AI-powered browser extensions proceed to be a preferred vector for risk actors seeking to harvest person info. Researchers at safety agency LayerX have analyzed a number of campaigns in current months involving malicious browser extensions, together with the widespread GhostPoster scheme concentrating on Chrome, Firefox, and Edge. Within the newest one—dubbed AiFrame—risk actors have pushed roughly 30 Chrome add-ons that impersonate well-known AI assistants, together with Claude, ChatGPT, Gemini, Grok, and “AI Gmail.” Collectively, these fakes have greater than 300,000 installs.
Pretend Chrome extensions appear like widespread AI assistants
The Chrome extensions recognized as a part of AiFrame appear like official AI instruments generally used for summarizing, chat, writing, and Gmail help. However as soon as put in, they grant attackers wide-ranging distant entry to the person’s browser. A few of the capabilities noticed embody voice recognition, pixel monitoring, and e mail content material readability. Researchers be aware that extensions are broadly able to harvesting information and monitoring person habits.
Although the extensions analyzed by LayerX used a wide range of names and branding, all 30 had been discovered to have the identical inside construction, logic, permissions, and backend infrastructure. As an alternative of implementing performance regionally on the person’s machine, they render a full-screen iframe that masses distant content material because the extension’s interface. This enables attackers to push modifications silently at any time and not using a requiring Chrome Internet Retailer replace.

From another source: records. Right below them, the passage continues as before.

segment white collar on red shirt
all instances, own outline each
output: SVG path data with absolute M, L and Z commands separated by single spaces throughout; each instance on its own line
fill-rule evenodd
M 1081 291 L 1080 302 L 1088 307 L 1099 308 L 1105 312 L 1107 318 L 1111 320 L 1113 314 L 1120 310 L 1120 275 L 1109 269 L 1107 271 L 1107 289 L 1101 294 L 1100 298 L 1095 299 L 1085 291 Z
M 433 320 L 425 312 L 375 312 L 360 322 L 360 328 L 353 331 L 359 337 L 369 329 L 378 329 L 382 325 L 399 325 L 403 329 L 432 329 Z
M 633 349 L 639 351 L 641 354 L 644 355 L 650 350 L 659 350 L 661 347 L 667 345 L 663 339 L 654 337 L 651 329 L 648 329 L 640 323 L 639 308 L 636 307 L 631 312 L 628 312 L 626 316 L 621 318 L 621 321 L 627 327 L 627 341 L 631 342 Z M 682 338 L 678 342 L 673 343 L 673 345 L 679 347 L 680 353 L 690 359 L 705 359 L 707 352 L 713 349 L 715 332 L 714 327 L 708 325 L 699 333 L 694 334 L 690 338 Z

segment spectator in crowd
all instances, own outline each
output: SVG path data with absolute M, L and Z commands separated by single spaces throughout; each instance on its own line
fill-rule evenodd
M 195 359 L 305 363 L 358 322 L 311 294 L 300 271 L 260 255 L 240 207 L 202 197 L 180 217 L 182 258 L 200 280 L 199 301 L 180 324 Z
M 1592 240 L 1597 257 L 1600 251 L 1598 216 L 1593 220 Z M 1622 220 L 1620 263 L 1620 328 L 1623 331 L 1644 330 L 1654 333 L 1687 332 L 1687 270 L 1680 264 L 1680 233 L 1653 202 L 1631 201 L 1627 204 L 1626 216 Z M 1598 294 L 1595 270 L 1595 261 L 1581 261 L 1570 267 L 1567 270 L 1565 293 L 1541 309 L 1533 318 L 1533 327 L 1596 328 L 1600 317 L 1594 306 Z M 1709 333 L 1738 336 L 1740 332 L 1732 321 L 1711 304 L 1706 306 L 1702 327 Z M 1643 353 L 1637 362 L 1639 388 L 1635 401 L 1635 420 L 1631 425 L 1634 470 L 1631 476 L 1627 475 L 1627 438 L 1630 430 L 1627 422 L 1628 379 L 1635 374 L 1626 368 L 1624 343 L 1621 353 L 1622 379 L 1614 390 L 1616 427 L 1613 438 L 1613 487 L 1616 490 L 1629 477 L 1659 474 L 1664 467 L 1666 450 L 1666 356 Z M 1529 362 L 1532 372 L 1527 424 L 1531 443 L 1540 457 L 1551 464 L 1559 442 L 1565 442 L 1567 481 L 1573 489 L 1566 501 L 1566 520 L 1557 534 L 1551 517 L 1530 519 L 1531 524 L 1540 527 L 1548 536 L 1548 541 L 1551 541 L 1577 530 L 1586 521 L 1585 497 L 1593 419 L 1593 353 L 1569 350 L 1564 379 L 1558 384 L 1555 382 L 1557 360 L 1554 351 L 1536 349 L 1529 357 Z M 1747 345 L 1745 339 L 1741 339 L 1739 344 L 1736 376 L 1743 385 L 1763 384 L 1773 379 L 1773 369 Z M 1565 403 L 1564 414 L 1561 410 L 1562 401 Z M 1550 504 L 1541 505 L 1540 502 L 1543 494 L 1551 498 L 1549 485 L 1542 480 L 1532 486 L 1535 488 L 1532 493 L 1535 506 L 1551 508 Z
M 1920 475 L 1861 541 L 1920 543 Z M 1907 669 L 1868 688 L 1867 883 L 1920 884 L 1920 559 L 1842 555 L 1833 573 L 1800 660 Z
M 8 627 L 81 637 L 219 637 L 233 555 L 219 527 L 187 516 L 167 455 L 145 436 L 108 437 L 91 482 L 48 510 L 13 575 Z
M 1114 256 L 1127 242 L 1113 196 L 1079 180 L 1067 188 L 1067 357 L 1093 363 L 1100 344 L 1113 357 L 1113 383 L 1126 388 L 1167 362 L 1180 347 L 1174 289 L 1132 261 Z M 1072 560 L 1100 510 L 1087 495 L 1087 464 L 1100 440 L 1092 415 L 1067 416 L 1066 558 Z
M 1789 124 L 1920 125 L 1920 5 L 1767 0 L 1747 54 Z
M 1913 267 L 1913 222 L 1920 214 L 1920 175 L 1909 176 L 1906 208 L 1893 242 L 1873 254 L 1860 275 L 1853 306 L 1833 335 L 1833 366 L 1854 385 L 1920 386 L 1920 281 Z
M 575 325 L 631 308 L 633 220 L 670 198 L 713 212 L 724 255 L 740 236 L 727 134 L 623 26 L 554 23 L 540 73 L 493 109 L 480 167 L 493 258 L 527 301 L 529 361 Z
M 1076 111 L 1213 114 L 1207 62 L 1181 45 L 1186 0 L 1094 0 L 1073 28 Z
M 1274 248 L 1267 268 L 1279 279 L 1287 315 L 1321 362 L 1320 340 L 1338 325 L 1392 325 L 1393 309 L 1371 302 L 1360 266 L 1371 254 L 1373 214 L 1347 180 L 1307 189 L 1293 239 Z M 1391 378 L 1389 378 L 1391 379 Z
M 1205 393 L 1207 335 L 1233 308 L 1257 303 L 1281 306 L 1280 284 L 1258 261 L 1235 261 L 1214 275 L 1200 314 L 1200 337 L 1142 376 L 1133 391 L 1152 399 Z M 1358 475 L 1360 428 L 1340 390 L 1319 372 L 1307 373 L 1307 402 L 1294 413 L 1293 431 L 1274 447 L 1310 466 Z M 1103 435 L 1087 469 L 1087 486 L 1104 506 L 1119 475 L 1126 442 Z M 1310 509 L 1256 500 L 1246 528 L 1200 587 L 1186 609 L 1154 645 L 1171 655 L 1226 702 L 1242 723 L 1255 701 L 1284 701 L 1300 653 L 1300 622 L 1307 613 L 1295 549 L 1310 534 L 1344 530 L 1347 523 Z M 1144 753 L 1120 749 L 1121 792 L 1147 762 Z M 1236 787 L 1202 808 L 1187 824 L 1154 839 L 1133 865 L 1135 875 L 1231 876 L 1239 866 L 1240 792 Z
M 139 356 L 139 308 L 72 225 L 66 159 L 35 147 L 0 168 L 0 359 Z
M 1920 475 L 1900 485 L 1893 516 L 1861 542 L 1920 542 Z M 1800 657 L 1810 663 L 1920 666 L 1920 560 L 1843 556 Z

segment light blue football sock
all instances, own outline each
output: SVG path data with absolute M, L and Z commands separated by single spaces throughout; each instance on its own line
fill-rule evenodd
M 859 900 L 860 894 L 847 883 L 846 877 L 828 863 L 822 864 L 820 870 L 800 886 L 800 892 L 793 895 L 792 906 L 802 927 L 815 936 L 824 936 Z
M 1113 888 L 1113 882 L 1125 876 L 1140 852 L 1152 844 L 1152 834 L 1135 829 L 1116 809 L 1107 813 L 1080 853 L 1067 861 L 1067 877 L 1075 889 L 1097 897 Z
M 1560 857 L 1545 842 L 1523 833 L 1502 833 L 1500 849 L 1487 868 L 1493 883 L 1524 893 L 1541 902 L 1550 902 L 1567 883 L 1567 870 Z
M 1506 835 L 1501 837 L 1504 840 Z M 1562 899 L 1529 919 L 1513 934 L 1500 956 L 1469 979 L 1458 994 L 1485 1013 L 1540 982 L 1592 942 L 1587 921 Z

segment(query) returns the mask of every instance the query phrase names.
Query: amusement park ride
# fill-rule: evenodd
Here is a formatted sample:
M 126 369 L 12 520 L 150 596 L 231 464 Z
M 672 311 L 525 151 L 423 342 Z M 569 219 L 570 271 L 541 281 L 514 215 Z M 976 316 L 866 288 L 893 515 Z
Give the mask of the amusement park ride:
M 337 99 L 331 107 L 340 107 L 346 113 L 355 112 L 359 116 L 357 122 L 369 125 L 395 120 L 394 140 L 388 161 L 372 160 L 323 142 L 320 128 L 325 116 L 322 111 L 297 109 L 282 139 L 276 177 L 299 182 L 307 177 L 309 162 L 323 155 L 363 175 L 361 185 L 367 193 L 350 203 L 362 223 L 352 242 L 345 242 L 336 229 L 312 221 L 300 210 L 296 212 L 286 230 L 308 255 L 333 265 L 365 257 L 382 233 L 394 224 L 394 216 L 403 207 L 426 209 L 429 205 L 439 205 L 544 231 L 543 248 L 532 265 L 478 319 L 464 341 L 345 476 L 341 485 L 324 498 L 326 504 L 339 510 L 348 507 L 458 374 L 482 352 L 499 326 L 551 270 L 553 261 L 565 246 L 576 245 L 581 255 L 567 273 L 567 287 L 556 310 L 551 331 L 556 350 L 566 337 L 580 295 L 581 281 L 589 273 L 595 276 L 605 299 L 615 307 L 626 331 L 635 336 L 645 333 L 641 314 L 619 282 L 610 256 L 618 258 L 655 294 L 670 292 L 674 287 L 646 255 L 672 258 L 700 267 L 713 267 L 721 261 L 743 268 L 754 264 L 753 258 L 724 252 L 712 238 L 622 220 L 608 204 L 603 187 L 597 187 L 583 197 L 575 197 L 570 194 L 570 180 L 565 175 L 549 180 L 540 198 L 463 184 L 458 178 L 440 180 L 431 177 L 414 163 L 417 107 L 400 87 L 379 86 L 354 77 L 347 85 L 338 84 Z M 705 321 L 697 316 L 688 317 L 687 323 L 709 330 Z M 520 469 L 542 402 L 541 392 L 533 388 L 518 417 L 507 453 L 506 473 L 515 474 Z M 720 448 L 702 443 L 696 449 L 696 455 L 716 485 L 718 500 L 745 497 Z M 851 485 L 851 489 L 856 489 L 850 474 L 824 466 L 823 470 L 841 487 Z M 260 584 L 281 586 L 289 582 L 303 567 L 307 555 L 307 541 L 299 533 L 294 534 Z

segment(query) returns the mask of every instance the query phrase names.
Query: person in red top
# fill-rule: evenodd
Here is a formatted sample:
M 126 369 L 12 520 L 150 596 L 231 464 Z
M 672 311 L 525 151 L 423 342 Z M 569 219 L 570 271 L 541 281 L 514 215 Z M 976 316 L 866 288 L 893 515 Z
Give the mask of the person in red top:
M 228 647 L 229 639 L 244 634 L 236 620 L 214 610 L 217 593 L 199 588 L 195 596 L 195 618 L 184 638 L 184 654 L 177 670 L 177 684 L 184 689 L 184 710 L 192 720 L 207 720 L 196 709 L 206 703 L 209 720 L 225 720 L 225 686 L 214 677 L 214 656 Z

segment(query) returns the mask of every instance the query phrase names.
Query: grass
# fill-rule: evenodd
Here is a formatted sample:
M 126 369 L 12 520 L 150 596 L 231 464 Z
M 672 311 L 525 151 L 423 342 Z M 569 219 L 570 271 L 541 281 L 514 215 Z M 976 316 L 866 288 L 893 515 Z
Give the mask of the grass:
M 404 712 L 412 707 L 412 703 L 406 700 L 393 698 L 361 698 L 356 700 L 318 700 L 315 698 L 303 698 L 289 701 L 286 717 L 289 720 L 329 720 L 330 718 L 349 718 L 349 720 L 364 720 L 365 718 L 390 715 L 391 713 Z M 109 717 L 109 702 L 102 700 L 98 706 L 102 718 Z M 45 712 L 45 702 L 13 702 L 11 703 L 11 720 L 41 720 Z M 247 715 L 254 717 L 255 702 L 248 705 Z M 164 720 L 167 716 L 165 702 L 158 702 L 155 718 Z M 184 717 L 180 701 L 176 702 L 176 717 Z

LayerX has a whole record of the names and extension IDs to discuss with. As a result of risk actors use acquainted and/or generic branding, comparable to “Gemini AI Sidebar” and “ChatGPT Translate,” you might not be capable to determine fakes at first look. If in case you have an AI assistant put in in Chrome, go to chrome://extensions, toggle on Developer mode within the top-right nook, and seek for the ID beneath the extension identify. Take away any malicious add-ons and reset passwords.
What do you suppose up to now?
As BleepingComputer studies, among the malicious extensions have already been faraway from the Chrome Internet Retailer, however others stay. A number of have acquired the “Featured” badge, including to their legitimacy. Risk actors have additionally been capable of shortly republish add-ons beneath new names utilizing the prevailing infrastructure, so this marketing campaign and others like it might persist. All the time vet extensions fastidiously—do not simply depend on a well-known identify like ChatGPT—and be aware that even AI-powered add-ons from trusted sources might be extremely invasive.